The Walt Disney Company is utterly unique as a movie studio. No other major production house is so inexorably linked to a particular type of content. When you talk about a "Disney movie" everybody has a general idea of what you're talking about. It's content that is suitable for the entire family. When the company announced the Disney+ streaming service, it was clear that the service would continue this tradition, including only movies and series that you would be comfortable sitting you kids in front of. However, in the case of the 1980s comedy Splash, that apparently took a bit of work.

Splash is a romantic comedy that stars a young Tom Hanks opposite Daryl Hannah, a beautiful woman who is also a mermaid. The film was produced by Disney's Touchstone label, a production company that was specifically designed to let the Walt Disney Company make more adult themed films, but really the only thing "adult" about Splash is a couple of shots Daryl Hannah's naked rear. However, that naked rear was apparently too much for Disney+, as the streaming service has digitally altered the film to cover the naked ass, which has the internet laughing out loud.

The Walt Disney Company is an utterly uniq

While Daryl Hannah's hair in Splash is always quite long, mermaids don't get a lot of haircuts, it's not that long, or that thick, if you watch the original version of the scene. Hair has been added digitally to make absolutely certain that you don't see anything that you might consider nudity.
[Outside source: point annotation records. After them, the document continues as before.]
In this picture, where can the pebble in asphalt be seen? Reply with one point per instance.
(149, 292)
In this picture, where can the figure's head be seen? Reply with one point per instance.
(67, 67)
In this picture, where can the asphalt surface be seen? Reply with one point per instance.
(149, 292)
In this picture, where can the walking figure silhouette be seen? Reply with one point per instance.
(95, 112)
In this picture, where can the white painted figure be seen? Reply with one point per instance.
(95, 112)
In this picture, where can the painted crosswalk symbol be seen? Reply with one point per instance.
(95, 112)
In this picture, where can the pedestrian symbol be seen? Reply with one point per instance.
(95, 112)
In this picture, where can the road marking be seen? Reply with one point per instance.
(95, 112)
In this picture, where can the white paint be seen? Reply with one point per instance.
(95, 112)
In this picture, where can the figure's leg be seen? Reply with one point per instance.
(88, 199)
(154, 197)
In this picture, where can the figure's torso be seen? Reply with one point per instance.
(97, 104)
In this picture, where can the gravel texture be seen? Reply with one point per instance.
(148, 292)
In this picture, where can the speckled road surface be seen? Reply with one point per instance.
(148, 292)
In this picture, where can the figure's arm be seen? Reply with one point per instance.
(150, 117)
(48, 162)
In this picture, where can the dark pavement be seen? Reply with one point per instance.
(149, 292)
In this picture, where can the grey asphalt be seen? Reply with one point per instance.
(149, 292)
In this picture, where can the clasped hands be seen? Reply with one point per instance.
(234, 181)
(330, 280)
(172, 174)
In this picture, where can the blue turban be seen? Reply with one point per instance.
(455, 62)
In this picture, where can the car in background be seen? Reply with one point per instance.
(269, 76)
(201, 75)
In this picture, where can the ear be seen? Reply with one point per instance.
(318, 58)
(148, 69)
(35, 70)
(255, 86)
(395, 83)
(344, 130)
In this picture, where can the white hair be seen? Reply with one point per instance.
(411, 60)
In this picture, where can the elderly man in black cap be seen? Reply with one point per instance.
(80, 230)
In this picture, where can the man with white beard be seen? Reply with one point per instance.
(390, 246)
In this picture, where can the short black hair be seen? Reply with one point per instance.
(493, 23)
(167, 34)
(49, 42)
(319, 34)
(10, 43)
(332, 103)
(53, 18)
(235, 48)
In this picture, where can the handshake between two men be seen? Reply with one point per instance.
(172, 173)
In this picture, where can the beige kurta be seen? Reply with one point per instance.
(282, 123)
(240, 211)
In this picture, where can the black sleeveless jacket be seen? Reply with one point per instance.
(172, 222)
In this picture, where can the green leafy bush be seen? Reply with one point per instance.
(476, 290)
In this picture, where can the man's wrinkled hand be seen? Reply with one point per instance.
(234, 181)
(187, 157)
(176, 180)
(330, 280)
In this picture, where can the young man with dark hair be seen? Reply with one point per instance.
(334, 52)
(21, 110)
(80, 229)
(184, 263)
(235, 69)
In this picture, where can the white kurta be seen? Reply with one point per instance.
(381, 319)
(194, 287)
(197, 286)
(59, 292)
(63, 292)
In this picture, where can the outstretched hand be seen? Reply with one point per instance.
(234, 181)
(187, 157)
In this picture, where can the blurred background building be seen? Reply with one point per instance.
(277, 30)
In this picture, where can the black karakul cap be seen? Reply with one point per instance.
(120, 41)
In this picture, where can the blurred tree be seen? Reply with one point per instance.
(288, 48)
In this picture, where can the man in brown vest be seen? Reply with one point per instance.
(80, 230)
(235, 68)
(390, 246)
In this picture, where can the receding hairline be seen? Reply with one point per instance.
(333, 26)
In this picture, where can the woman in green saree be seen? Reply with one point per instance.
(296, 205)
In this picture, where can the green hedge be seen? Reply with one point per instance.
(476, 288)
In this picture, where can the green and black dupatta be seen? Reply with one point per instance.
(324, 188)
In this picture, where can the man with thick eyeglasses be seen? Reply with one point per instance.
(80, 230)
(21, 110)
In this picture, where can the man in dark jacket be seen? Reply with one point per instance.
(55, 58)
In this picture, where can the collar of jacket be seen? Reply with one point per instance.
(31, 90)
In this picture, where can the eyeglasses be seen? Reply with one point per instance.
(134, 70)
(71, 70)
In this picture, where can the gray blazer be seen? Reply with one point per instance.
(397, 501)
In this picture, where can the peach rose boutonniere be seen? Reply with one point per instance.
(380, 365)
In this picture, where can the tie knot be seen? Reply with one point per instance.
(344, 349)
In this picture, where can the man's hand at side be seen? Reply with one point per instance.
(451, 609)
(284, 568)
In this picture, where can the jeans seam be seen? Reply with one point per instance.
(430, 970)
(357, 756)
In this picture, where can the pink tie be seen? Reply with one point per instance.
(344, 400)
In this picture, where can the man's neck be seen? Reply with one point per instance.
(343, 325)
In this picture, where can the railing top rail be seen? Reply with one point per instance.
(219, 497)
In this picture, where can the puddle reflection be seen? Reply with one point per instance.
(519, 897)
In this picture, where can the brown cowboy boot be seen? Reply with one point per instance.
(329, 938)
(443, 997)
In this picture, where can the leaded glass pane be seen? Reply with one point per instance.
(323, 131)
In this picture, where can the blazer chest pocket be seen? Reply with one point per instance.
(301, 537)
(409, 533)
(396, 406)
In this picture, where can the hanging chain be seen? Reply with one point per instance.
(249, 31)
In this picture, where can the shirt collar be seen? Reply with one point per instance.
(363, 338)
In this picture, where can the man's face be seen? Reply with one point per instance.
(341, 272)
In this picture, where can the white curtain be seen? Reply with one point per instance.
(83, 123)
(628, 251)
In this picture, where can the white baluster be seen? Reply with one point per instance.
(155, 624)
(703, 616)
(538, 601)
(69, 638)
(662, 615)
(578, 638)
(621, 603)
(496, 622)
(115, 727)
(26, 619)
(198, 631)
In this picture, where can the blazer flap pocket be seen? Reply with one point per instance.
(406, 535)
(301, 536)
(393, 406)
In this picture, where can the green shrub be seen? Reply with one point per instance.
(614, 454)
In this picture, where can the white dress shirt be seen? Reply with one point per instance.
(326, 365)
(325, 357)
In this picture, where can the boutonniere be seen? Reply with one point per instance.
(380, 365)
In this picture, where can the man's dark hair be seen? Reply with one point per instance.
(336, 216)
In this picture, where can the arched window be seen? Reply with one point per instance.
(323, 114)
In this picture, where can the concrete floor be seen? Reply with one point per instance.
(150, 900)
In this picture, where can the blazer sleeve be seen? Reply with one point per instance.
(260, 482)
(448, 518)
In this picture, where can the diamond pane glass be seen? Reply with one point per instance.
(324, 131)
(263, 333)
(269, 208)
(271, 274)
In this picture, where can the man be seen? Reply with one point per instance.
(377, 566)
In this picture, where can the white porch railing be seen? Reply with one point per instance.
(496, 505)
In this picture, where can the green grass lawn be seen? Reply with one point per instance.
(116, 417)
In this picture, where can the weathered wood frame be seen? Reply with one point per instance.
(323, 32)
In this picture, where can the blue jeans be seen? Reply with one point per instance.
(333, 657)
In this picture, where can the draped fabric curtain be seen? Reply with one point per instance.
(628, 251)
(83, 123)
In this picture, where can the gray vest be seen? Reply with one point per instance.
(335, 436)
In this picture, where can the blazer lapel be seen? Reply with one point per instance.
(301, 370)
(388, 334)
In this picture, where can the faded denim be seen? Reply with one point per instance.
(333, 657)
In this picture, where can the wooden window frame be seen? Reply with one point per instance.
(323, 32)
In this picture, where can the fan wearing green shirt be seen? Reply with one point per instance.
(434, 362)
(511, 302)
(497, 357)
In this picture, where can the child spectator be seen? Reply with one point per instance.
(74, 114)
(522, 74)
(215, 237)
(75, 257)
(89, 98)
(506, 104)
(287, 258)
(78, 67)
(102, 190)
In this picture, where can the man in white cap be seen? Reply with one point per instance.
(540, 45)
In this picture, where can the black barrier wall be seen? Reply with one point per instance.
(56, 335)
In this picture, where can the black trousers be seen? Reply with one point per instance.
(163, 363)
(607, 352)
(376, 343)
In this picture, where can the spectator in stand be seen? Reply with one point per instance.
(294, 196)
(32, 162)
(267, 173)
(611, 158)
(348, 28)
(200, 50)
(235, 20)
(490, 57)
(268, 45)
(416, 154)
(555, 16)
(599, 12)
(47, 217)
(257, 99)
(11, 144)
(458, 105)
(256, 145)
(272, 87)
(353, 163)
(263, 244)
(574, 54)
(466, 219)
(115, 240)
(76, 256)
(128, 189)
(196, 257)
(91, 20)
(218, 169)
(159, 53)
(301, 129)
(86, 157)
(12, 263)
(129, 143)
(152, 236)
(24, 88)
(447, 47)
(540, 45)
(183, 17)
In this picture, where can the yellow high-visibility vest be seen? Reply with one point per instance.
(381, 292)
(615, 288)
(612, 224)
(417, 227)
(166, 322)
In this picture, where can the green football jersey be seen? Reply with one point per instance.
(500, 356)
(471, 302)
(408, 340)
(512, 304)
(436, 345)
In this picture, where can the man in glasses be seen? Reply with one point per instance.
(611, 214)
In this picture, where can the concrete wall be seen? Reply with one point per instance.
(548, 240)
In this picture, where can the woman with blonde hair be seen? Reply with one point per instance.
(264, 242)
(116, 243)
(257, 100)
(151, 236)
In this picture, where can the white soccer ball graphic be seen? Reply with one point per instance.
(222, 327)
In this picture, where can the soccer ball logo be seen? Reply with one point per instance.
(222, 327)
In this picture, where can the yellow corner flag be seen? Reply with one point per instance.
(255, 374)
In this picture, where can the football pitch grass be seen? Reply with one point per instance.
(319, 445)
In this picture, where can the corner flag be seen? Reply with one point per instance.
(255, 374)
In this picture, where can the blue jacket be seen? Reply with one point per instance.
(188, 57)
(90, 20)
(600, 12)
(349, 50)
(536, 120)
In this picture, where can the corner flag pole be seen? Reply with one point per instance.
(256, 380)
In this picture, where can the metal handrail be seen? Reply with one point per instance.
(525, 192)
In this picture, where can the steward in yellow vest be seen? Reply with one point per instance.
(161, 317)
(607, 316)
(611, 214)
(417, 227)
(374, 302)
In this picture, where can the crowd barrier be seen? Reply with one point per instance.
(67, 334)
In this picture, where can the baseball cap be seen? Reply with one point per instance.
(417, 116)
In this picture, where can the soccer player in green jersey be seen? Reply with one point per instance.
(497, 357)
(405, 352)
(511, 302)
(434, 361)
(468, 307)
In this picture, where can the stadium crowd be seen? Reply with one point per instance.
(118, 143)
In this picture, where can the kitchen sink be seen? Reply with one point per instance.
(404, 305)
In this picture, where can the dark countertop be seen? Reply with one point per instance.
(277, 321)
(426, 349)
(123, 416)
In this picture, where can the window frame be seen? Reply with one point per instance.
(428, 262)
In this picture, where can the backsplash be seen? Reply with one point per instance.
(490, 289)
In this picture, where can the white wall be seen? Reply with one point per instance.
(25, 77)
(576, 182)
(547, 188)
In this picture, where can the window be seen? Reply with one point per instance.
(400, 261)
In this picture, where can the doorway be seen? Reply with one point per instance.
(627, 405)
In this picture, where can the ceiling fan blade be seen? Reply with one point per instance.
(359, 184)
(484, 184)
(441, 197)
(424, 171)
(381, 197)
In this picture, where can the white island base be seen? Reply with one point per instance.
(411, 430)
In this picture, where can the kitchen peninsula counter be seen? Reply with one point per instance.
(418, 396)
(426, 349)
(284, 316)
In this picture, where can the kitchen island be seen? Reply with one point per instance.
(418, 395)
On the one hand, you sort of get it. If Disney+ is the streaming service where you're going to let your kids decide what to watch, you want to be sure there's nothing on there you don't want them to see. Depending on the kids, and depending on the parents, seeing the original version of Splash might not be that big a deal, but Disney is always going to err on the side of caution because there will certainly be some parents that will have an issue.

At the same time, if the nudity was an issue, Splash could have always been left off Disney+ and put on Hulu instead. The digital work here looks weird, and in the opinion of some, the cure is worse than the disease.

A number of old Touchstone and Hollywood Pictures films have been put on Disney+, films that were never quite "Disney movies" in the way that the popular culture thinks of them, but were otherwise perfectly family friendly. None of the others, as far we we're aware, have been edited.

Of course, Disney is no stranger to this sort of editing, even in the company's animation work there have been edits made over the years as something that was done in the past gets seen in a different light.

Although, really, if Disney+ is going to censor one naked ass, the service should really be fair across the board, right?

In the grand scheme of things this is a minor detail. The CGI is weak but it's also largely irrelevant to whether Splash is a good movie. It is, and it's great that people can watch it, even if part of the fun of it is now laughing at the silly CGI.